En el acto, los infantes, quienes se miran a sí mismos durante la creación de su imagen son, al mismo tiempo, motivo de escrutinio de la mirada de quienes no participan o acceden al espacio enmarcado por el dispositivo fotográfico: Agnès Varda y JR. Ello implica un encuentro entre el yo y los otros, y es indicador del establecimiento de un punto de vista subjetivo, íntimo y, en muchos casos, relacionado con la experiencia de vida de quien decide ejecutar el acto del encuadre. Como la propia cineasta afirmó en una entrevista con Mireille Amiel (1975): “Si te vas a acercar a alguien, debes hacerlo gentilmente. Despacio en términos físicos y despacio en términos morales. Cualquier acercamiento a los personajes debe ser tan gentil como sea posible, siguiendo sus movimientos reales de manera orgánica y biológica, tanto como sea posible”.

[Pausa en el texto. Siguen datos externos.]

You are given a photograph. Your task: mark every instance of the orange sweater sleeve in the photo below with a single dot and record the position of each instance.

El punto de vista se constituye en ese ejercicio de la mirada como un encuentro con los otros y, al mismo tiempo, deviene un punto de escucha y cuidado. Se trata del reconocimiento de aquel a quien la cámara de Varda interpela directamente, de cuyos instantes vividos quiere ser participe y cuya historia quiere narrar, reconstruir a partir del recuerdo y la mirada respetuosa.

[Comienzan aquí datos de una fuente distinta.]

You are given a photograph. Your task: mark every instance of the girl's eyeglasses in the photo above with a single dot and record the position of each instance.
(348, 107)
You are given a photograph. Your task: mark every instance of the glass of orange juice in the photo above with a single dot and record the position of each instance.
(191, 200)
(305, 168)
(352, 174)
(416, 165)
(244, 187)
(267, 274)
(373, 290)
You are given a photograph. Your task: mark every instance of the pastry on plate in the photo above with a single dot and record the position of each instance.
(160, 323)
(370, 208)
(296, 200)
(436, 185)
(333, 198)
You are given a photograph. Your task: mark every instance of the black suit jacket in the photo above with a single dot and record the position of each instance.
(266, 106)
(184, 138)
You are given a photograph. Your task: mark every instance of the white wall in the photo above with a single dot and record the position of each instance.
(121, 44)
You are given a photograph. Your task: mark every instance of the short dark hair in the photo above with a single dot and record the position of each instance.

Encuadrar: definir los marcos

En el primer tomo de Estética y psicología del cine (2020), Jean Mitry define al cuadro como una delimitación espacial o como un “corte practicado sobre el mundo exterior” (p. 188), resultado de una elección consciente por parte del cineasta. De tal manera, el cuadro, según el esteta francés, “determina el juego de las angulaciones y planos, la composición de la imagen, sus estructuras plásticas; y crea no solamente la «representación», sino el propio espacio de los acontecimientos representados” (Mitry, 2020, p. 189).

El cuadro, entonces, es una manifestación de la percepción de quien decide delimitar cierto orden de lo real para trasladarlo al dominio de la imagen y, en tanto tal, está condicionado por un gran número de operaciones cognitivas, ideológicas y afectivas. Los encuadres de Varda devienen máquinas de escrutinio: a través de ellos, la cineasta fue capaz de conocer y reconocerse en el otro, de contar sus historias, sus pasiones, sus temores y, por qué no, sus alegrías.

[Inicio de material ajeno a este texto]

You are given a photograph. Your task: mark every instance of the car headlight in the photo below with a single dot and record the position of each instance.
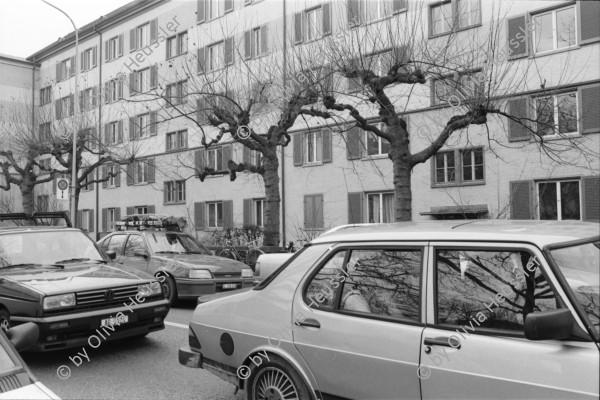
(60, 301)
(247, 273)
(200, 274)
(149, 289)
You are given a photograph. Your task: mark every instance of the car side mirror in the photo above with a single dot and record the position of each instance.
(549, 325)
(141, 253)
(23, 336)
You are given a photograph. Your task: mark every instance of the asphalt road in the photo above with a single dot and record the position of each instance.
(146, 368)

Como se mencionó, el encuadre es una de las operaciones fundamentales de la mirada cinematográfica y autoral de la cineasta. Sin embargo, resulta fundamental entender las configuraciones espacio-temporales sobre las cuales Varda entreteje su poética del cuidado con su ética de la mirada. Al respecto, cabe pensar en la lógica creativa detrás de Les glaneurs et la glaneuse (Los espigadores y la espigadora, 2000).

Este documental reflexiona en torno a la idea de la recolección como modo de vida no solo de los sujetos desposeídos y marginales, sino como práctica creativa -tema que exploraría con mayor profundidad en Les glaneurs et la glaneuse... Deux ans après (Los espigadores y la espigadora… Dos años después, 2002). En el primero de estos documentales, guiada por el encuentro con un hombre que recolecta alimentos de la calle y los consume en ese mismo momento, la directora sigue a un grupo de hombres y mujeres que se dedica a la recolección de alimentos que fueron desechados en algunos mercados y sembradíos.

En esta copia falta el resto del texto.